If you ever visited an art museum you might have noticed that a label with several lines of text is usually displayed near each work of art. These labels can tell us a lot about what we are seeing. Museums usually display the same kind of information with art shown on their websites too. Included with the sample label below is an explanation of what each line of information means.
(born 1946)—The year the artist was born. If an artist has died, his or her year of death is included too. Sometimes the artist’s nationality or the country in which he or she was born or died are included as well.
Kalounna in Frogtown— The title of the artwork. Sometimes the artist creates the title for his or her artwork, as Jamie Wyeth did for this painting.

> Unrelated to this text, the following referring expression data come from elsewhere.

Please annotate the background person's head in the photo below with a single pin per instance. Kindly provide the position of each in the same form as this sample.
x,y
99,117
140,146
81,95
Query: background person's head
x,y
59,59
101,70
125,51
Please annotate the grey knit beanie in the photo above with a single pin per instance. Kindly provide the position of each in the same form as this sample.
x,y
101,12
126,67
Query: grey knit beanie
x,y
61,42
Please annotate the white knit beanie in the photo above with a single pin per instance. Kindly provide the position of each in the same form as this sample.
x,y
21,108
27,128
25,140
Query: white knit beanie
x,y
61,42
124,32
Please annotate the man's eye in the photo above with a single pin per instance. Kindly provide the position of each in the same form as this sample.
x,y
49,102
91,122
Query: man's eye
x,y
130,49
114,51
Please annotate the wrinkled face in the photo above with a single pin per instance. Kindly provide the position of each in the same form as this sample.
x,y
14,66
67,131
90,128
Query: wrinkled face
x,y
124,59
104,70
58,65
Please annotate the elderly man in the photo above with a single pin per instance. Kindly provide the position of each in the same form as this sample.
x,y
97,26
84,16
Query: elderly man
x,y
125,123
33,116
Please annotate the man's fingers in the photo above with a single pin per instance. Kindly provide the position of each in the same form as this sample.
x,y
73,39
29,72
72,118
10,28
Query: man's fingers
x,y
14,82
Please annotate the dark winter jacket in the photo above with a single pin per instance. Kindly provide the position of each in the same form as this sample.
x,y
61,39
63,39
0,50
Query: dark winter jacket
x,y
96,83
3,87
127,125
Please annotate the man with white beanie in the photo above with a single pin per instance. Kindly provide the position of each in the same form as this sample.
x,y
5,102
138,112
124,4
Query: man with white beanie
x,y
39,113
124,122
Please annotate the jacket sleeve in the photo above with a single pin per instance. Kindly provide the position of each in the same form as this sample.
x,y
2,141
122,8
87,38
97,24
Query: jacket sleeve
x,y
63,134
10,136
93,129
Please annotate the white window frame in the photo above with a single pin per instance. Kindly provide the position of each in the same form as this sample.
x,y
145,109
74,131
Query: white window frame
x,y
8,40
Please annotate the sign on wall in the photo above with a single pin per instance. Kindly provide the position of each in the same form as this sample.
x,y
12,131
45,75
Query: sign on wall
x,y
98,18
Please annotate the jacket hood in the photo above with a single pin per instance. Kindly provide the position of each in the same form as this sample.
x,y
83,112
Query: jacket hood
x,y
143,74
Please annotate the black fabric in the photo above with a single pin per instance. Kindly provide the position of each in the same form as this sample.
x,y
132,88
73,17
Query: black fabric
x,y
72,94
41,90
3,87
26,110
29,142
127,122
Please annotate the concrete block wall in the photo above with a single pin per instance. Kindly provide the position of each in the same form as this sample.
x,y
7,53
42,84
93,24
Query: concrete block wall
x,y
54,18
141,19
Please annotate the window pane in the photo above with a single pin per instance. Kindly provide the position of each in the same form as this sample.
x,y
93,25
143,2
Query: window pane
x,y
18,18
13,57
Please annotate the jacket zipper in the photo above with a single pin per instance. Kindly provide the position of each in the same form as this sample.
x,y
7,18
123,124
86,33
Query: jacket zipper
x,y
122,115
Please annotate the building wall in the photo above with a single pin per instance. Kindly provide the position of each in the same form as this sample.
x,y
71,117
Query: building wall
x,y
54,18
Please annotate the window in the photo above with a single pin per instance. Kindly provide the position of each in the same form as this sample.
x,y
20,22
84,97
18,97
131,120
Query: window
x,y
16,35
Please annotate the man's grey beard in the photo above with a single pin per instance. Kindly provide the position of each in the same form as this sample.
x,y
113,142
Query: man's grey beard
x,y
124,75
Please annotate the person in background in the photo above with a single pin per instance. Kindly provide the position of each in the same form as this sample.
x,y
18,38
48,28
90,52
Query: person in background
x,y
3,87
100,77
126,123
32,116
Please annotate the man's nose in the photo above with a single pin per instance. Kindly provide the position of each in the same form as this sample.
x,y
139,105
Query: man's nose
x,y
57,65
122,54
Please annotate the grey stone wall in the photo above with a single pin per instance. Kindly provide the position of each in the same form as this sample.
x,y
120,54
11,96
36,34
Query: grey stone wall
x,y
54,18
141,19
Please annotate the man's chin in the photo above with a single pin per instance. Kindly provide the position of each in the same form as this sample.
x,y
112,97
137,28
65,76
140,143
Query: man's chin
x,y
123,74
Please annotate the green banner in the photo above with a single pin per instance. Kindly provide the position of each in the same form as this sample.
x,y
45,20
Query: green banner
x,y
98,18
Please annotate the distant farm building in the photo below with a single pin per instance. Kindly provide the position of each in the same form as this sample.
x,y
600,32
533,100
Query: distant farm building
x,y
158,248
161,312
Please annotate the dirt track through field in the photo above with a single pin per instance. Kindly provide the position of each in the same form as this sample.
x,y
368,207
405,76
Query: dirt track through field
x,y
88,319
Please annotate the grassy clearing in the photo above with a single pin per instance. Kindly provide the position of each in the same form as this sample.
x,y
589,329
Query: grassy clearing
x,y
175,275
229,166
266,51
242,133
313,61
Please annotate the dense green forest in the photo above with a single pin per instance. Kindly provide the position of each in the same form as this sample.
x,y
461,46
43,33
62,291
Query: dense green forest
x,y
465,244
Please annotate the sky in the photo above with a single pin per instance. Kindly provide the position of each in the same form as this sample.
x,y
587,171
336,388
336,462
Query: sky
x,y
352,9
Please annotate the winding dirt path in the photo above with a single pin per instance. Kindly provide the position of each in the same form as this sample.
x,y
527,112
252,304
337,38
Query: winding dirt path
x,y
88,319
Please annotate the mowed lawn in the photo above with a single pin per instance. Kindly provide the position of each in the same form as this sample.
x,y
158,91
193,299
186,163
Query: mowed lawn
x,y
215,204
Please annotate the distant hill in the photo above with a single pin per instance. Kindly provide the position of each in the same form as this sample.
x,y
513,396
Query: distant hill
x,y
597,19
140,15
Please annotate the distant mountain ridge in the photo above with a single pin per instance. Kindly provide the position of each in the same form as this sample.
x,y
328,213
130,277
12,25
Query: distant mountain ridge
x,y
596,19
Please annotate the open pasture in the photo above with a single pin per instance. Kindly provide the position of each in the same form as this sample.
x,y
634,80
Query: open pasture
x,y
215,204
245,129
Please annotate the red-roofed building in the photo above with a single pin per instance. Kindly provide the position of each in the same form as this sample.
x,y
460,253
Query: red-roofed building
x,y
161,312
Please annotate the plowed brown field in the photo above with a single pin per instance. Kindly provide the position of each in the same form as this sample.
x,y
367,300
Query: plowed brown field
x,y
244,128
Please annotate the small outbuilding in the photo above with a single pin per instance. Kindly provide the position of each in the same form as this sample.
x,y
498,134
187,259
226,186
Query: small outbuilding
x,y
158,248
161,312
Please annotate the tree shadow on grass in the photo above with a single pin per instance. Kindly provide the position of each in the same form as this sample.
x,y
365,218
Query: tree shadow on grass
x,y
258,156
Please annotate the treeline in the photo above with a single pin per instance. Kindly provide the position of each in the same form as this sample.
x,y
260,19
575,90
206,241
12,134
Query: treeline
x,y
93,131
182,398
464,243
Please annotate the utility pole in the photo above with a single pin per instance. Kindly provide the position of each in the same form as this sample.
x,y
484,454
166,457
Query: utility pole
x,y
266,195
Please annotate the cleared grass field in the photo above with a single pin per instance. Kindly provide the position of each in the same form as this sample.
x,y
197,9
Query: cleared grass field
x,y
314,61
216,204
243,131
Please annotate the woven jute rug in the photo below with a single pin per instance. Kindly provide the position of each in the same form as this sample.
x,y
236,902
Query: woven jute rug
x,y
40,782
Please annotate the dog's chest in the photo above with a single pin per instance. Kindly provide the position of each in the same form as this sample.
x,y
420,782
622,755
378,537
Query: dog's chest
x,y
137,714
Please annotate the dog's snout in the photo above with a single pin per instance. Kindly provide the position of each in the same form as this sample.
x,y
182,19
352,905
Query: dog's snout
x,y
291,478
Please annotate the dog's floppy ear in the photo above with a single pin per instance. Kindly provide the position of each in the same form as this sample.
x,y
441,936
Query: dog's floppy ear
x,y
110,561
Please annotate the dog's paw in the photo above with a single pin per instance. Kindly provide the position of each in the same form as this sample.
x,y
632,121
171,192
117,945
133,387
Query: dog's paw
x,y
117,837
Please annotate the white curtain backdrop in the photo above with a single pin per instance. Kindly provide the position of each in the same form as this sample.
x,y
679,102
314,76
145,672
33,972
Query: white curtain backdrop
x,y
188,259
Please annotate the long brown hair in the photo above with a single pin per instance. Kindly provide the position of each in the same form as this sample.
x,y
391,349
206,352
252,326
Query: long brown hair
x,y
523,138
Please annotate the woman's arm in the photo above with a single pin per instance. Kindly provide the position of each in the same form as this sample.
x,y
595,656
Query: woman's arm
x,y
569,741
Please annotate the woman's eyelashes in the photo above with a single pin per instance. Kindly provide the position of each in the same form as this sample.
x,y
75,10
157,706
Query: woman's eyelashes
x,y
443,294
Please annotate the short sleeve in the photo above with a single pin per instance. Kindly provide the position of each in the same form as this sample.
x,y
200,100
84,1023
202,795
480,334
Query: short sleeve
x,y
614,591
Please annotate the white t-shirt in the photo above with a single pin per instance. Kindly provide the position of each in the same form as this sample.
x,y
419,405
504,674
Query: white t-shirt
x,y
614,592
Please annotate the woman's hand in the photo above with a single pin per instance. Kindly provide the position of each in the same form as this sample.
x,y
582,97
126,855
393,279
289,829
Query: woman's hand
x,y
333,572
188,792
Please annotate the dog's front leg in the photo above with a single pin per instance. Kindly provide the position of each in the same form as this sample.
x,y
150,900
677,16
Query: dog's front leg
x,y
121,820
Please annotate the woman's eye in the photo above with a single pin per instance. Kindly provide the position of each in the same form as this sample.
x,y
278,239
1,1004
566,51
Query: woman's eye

When the artist’s title isn’t known, which is very common, a museum curator (the person who helps to create and study the museum’s collection) may develop the title.
Image: 36 x 50 1/8 in. (91.4 x 127.3 cm)—The dimensions of the work of art. For paintings, the height and length are provided. For objects like sculptures, the width is included too. This information is especially helpful when looking at art on websites or in books, as it’s hard to understand the scale of an artwork without seeing it in person.
Daniel J. Terra Collection—This part of the label explains how the artwork became part of the collection that now owns it. “Daniel J. Terra Collection” tells us that the painting was owned by Daniel J. Terra before it became part of the Terra Foundation for American Art’s collection. Sometimes one person or a family will donate works of art to a museum. Other times several individuals come together to help museums purchase a work of art. An artwork may also be on loan from another museum or private collection.
1992.163—The object number (this is sometimes also called an accession number). Each work of art is given a unique number when it enters a museum collection. This number helps the museum with its record keeping. The number usually contains the year when the artwork entered the collection. In this example, the painting became part of the collection in 1992, and was the 163rd artwork to join the collection in that year.